Ketika Guru Belajar Bertumbuh
Oleh: L.N. Firdaus
Certified Excellent Trainer Professional (CETP®), Direktur Eksekutif Pusat Transformasi Minda Guru (CTMT), FKIP Universitas Riau
DI TENGAH derasnya arus perubahan dunia pendidikan abad ke-21, salah satu tantangan terbesar guru bukan hanya menguasai teknologi atau strategi pembelajaran, melainkan mengubah cara berpikirnya sendiri. Sering kali, guru terjebak pada keyakinan bahwa kemampuan siswa —atau bahkan dirinya sendiri— sudah “tetap” dan tidak bisa diubah.
Pelatihan Transformasi Minda Guru SMP se-Kabupaten Bengkalis Tahun Anggaran 2025 yang berlangsung di Hotel Surya, 5-7 Oktober 2025, hadir sebagai ruang pembelajaran reflektif untuk menantang keyakinan lama itu. Dengan mengusung topik “Menumbuhkan Growth Mindset bagi Pendidik dalam Meningkatkan Kualitas Pembelajar,” kegiatan ini mengajak guru memahami kembali apa arti belajar sepanjang hayat.
Selama pelatihan yang diikuti oleh 75 guru SMP dari berbagai kecamatan di Kabupaten Bengkalis, para peserta diajak merenungkan konsep growth mindset — istilah yang dipopulerkan oleh Carol Dweck dari Stanford University. Intinya sederhana namun mendalam: kemampuan dapat dikembangkan melalui usaha, strategi yang tepat, dan dukungan lingkungan yang positif.
Hasil evaluasi menunjukkan bahwa 91,4% peserta menyatakan pelatihan ini sangat bermanfaat bagi pengembangan profesionalisme mereka. Lebih dari 90% menilai fasilitator (Prof. Dr. Firdaus L.N., M.Si., CETP®) menyampaikan materi dengan inspiratif, dan 84,3% guru merasa termotivasi menerapkan growth mindset di kelas. Hampir seluruh peserta sepakat bahwa pelatihan ini mendorong perubahan cara pandang dan perilaku guru terhadap pembelajaran.
“Pelatihan ini membuka pola pikir saya bahwa setiap siswa bisa berkembang jika diberi kesempatan,” tulis salah satu peserta dalam survei.
Kegiatan ini juga menghadirkan suasana belajar yang aktif dan reflektif.
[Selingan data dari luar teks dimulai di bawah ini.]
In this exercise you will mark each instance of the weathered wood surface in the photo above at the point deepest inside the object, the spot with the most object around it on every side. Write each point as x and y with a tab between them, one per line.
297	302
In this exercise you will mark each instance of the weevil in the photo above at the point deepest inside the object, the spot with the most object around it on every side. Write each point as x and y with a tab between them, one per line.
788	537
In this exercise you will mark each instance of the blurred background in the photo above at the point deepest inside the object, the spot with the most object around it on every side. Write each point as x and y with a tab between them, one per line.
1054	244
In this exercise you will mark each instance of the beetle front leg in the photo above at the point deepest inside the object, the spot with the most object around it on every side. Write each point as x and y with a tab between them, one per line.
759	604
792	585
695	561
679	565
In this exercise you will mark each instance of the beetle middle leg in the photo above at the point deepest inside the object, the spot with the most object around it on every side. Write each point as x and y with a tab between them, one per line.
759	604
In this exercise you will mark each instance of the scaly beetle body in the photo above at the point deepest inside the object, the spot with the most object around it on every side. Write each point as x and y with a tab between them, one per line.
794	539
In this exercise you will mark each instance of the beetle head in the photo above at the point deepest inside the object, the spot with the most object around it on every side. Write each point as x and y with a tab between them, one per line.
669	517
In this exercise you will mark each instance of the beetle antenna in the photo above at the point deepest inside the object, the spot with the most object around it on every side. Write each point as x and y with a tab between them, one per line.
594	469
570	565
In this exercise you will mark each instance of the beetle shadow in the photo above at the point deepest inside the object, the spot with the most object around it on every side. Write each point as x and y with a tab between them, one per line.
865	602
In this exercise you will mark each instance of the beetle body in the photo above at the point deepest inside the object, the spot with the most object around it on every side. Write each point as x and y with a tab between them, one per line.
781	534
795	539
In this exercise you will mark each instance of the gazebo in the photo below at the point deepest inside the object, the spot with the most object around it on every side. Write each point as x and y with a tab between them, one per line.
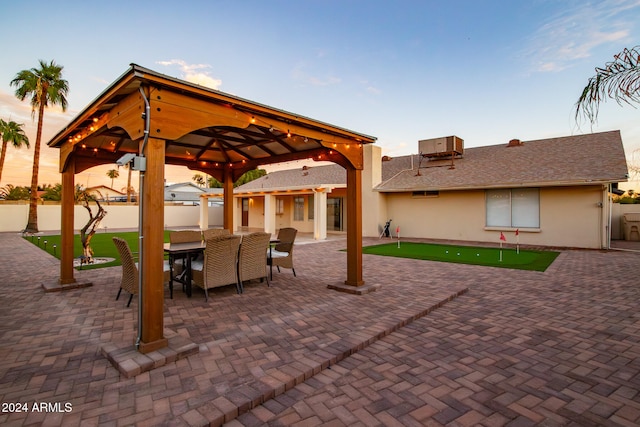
150	120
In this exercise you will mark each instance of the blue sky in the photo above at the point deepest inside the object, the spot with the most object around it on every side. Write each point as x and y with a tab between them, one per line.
486	71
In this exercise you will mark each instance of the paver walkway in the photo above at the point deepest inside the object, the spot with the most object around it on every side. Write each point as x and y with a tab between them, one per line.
518	348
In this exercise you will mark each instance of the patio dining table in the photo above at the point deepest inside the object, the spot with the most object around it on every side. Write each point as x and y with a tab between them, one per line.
187	250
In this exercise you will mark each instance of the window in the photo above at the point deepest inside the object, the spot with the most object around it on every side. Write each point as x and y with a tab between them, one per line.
516	208
298	208
422	194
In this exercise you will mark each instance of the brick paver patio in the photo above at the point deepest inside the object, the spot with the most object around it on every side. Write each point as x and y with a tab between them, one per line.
436	344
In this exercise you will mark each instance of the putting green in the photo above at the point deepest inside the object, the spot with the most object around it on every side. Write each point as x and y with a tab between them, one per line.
524	260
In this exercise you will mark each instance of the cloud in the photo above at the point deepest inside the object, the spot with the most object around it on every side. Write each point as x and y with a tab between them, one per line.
299	73
574	34
194	73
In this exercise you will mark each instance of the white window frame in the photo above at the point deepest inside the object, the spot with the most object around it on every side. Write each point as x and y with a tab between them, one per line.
517	208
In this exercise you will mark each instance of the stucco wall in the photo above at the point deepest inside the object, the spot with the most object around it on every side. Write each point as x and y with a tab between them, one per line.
14	217
569	217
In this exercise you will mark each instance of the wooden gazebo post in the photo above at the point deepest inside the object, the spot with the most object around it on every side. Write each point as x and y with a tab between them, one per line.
66	227
151	332
354	227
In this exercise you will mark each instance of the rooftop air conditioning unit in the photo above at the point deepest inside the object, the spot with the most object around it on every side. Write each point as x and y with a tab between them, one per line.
445	146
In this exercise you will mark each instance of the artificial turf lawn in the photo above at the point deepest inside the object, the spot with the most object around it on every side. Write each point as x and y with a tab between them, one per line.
101	243
525	260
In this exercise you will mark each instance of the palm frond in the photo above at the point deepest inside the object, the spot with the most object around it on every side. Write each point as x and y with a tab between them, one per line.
618	80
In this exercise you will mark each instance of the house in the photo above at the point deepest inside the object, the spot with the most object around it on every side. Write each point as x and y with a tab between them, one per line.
187	193
108	194
553	192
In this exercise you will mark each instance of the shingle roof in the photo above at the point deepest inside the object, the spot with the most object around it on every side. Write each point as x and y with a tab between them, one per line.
313	176
572	160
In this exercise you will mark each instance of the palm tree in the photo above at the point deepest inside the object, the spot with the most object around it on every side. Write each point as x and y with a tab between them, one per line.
619	79
11	132
45	86
113	174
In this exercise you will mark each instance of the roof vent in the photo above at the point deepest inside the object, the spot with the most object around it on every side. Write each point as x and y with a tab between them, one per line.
515	143
441	147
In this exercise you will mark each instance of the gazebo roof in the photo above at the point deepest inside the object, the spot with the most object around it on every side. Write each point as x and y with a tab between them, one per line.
204	129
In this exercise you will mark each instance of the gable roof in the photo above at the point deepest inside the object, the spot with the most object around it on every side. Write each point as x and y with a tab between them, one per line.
573	160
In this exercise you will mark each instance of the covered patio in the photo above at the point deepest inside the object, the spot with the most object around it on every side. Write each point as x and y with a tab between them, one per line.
150	120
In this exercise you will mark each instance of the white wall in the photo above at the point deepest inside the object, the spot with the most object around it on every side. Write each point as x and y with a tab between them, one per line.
14	217
569	217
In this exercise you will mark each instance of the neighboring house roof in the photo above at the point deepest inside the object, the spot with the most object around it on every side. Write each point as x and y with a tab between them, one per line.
572	160
187	192
300	178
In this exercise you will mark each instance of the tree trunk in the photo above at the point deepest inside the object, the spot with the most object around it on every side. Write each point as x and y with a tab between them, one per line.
91	225
32	223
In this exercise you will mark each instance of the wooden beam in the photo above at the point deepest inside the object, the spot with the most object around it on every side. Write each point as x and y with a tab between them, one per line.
66	227
152	240
227	215
354	227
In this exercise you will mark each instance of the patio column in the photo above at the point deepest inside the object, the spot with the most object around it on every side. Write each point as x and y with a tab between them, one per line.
227	213
66	226
204	213
319	214
354	227
270	213
152	240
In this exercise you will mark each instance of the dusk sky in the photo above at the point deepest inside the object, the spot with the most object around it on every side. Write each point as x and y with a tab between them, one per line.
486	71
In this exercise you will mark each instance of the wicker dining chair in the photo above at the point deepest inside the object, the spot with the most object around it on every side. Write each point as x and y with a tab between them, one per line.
220	264
130	277
282	254
252	258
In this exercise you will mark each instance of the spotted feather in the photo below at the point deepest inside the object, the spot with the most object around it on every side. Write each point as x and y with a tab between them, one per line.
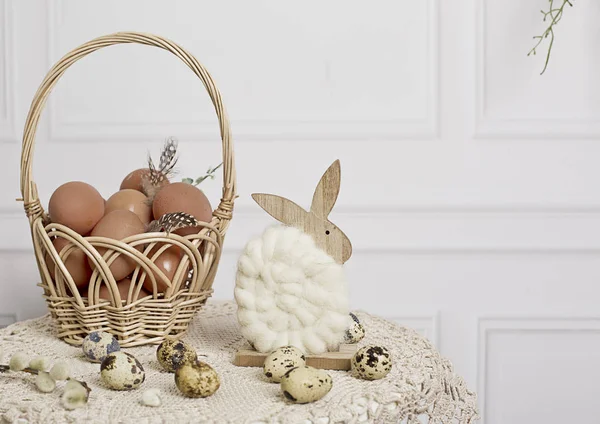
172	221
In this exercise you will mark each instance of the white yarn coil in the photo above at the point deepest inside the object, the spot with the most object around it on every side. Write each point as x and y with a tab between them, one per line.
290	292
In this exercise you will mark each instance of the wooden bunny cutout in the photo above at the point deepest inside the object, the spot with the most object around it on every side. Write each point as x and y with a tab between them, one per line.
314	222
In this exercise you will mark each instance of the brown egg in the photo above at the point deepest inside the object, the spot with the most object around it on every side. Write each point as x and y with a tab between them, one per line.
76	263
130	200
77	205
167	262
182	197
123	286
134	180
118	225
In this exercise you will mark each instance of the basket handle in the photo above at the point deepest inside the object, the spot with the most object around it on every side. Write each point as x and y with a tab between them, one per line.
33	208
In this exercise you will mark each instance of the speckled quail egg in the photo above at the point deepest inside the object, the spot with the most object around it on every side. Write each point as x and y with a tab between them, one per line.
371	362
121	371
305	384
171	354
197	379
355	331
98	344
281	360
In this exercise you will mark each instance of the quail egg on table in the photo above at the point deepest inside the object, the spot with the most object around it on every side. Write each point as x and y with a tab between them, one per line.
305	384
355	331
372	362
121	371
197	379
281	360
171	354
98	344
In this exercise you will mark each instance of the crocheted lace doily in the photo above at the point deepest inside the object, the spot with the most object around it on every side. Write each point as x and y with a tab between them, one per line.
422	386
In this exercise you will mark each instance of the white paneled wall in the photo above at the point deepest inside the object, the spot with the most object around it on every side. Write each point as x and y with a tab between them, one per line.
470	189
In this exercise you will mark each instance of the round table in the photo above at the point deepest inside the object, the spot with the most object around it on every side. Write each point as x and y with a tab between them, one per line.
422	386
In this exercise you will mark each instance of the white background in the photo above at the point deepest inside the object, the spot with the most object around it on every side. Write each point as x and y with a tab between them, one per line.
470	183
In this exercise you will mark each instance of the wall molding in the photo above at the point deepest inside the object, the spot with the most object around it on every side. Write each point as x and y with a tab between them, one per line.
415	230
487	326
490	127
280	130
8	132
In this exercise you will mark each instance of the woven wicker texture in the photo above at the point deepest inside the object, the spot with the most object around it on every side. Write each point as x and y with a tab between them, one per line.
146	320
422	386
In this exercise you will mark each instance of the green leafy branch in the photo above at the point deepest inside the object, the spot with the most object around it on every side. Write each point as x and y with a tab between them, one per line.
210	173
554	14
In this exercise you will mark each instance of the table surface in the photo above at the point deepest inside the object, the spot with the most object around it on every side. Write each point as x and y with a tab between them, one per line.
422	386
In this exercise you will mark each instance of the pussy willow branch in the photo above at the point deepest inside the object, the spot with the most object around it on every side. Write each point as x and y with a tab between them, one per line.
555	14
6	368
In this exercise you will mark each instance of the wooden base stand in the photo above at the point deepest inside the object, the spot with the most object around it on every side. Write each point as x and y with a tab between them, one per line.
327	361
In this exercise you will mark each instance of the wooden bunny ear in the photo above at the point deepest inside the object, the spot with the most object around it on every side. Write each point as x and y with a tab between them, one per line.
327	191
282	209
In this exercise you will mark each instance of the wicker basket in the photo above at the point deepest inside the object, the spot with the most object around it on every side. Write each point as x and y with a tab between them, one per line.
150	319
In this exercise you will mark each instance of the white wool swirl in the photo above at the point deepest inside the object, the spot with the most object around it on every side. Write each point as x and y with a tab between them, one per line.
290	292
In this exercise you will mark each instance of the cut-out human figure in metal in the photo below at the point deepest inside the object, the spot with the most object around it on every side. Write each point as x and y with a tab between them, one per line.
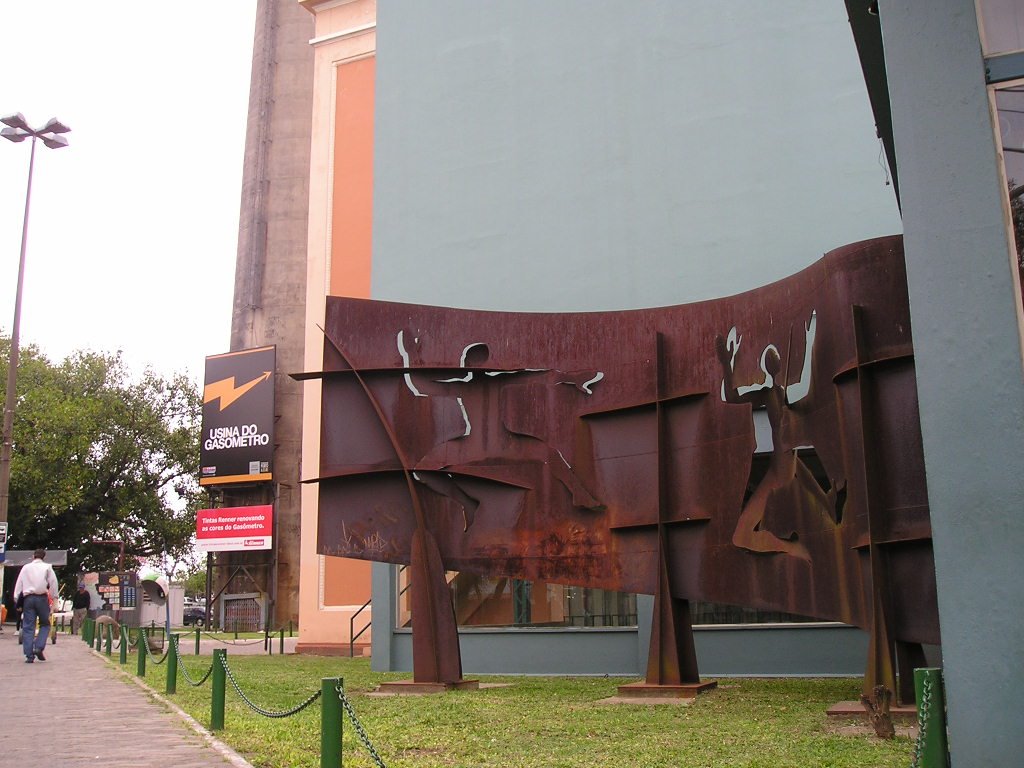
788	489
484	450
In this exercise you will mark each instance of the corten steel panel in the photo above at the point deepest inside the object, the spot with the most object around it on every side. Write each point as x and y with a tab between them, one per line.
614	450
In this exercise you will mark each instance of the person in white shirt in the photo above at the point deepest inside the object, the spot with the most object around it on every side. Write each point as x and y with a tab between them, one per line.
37	583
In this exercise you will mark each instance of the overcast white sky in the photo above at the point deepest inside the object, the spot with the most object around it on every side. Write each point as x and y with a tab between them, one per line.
133	227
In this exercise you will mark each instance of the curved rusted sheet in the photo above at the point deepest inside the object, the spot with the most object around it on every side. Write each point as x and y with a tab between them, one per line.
615	450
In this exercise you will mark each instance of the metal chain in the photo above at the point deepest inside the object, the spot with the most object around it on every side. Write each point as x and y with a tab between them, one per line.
256	708
184	671
232	642
359	730
923	715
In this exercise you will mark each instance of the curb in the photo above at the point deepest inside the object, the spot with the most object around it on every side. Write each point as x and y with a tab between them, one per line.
212	741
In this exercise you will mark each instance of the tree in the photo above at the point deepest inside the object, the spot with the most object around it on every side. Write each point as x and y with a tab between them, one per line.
101	455
1017	218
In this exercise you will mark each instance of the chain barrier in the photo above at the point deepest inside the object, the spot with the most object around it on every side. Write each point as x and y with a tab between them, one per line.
184	671
232	642
153	656
359	730
256	708
923	718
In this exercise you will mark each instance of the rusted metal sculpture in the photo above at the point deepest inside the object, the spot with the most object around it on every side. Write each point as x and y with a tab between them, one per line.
617	451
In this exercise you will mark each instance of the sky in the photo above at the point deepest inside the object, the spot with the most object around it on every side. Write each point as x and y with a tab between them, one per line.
133	227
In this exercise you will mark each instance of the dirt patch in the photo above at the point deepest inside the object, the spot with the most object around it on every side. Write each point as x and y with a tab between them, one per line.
863	729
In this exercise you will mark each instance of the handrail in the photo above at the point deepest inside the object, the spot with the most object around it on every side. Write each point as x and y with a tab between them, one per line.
351	627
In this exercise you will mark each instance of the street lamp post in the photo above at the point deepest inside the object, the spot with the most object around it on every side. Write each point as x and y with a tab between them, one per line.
16	129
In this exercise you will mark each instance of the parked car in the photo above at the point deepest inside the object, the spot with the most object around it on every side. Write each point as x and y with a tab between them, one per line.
194	614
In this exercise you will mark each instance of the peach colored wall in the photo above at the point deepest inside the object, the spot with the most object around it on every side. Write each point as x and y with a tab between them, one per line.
340	189
353	179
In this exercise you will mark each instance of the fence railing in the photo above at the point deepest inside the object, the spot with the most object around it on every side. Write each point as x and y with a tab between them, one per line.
335	706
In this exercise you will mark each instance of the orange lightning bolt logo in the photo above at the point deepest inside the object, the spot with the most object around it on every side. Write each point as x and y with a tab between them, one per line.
227	392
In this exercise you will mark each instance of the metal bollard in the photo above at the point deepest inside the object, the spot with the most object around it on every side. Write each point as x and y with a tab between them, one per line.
172	666
219	684
140	653
931	750
331	722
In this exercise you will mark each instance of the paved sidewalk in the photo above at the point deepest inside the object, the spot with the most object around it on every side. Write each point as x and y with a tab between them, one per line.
77	710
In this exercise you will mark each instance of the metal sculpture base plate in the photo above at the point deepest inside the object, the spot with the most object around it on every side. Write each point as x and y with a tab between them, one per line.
408	687
644	690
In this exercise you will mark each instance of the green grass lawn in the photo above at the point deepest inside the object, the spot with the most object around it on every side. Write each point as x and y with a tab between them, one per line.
536	721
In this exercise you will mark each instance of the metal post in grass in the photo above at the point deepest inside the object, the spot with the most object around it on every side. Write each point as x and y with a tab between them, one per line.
931	750
140	653
219	684
172	666
331	723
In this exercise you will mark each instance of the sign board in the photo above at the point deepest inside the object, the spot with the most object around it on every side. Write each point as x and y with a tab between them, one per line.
118	590
235	528
237	443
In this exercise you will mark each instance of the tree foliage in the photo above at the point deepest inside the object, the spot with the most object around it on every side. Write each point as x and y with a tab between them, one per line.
99	454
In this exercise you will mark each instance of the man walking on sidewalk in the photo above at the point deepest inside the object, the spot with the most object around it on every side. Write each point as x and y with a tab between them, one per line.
36	582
Guru-guru diajak mengidentifikasi perilaku yang mencerminkan fixed mindset, lalu mengubahnya menjadi perilaku growth mindset, seperti memberi umpan balik positif, mendorong usaha, dan merayakan proses belajar.
Banyak peserta menyebut bagian studi kasus dan refleksi diri sebagai sesi paling berkesan. Mereka merasa pelatihan ini bukan hanya “mengajar” tetapi “menyentuh.”
“Saya menyadari bahwa perubahan cara berpikir guru adalah kunci menciptakan pembelajaran yang berpusat pada siswa,” ungkap seorang guru.
Selain memberikan motivasi, pelatihan ini juga menumbuhkan kepercayaan diri guru. Hasil survei menunjukkan 64,3% peserta merasa lebih siap menghadapi siswa yang mengalami kesulitan belajar, dan 73,9% menyatakan siap mengajak rekan sejawat menerapkan growth mindset di sekolah.
Pelatihan ini juga mengajarkan bahwa perubahan tidak selalu datang dari kebijakan besar, tetapi dari kesadaran kecil di ruang kelas. Beberapa guru menyebut mereka akan mulai menggunakan kalimat “belum bisa” alih-alih “tidak bisa,” memberi apresiasi pada proses belajar siswa, dan menciptakan lingkungan kelas yang mendukung kegigihan.
Mayoritas peserta berharap pelatihan seperti ini dilaksanakan secara berkelanjutan. Beberapa masukan mencakup perpanjangan waktu, penambahan sesi praktik, dan penyediaan media bantu seperti papan tulis. Saran ini mencerminkan semangat guru Bengkalis yang ingin terus belajar.
Sebagaimana disampaikan oleh perwakilan Dinas Pendidikan Bengkalis: “Guru dengan growth mindset tidak takut gagal, tidak berhenti belajar, dan tidak berhenti mencoba. Inilah pondasi yang akan melahirkan pendidikan berkualitas.”
Growth mindset bukan sekadar teori psikologi pendidikan, tetapi cara pandang hidup. Ketika nilai ini ditanamkan oleh guru di sekolah, dampaknya meluas: siswa tumbuh lebih percaya diri, rekan sejawat saling menguatkan, dan budaya belajar kolektif terbentuk.
Dari Bengkalis, semangat itu kini menyebar — menjadi inspirasi bahwa transformasi pendidikan dimulai dari minda yang terbuka untuk belajar.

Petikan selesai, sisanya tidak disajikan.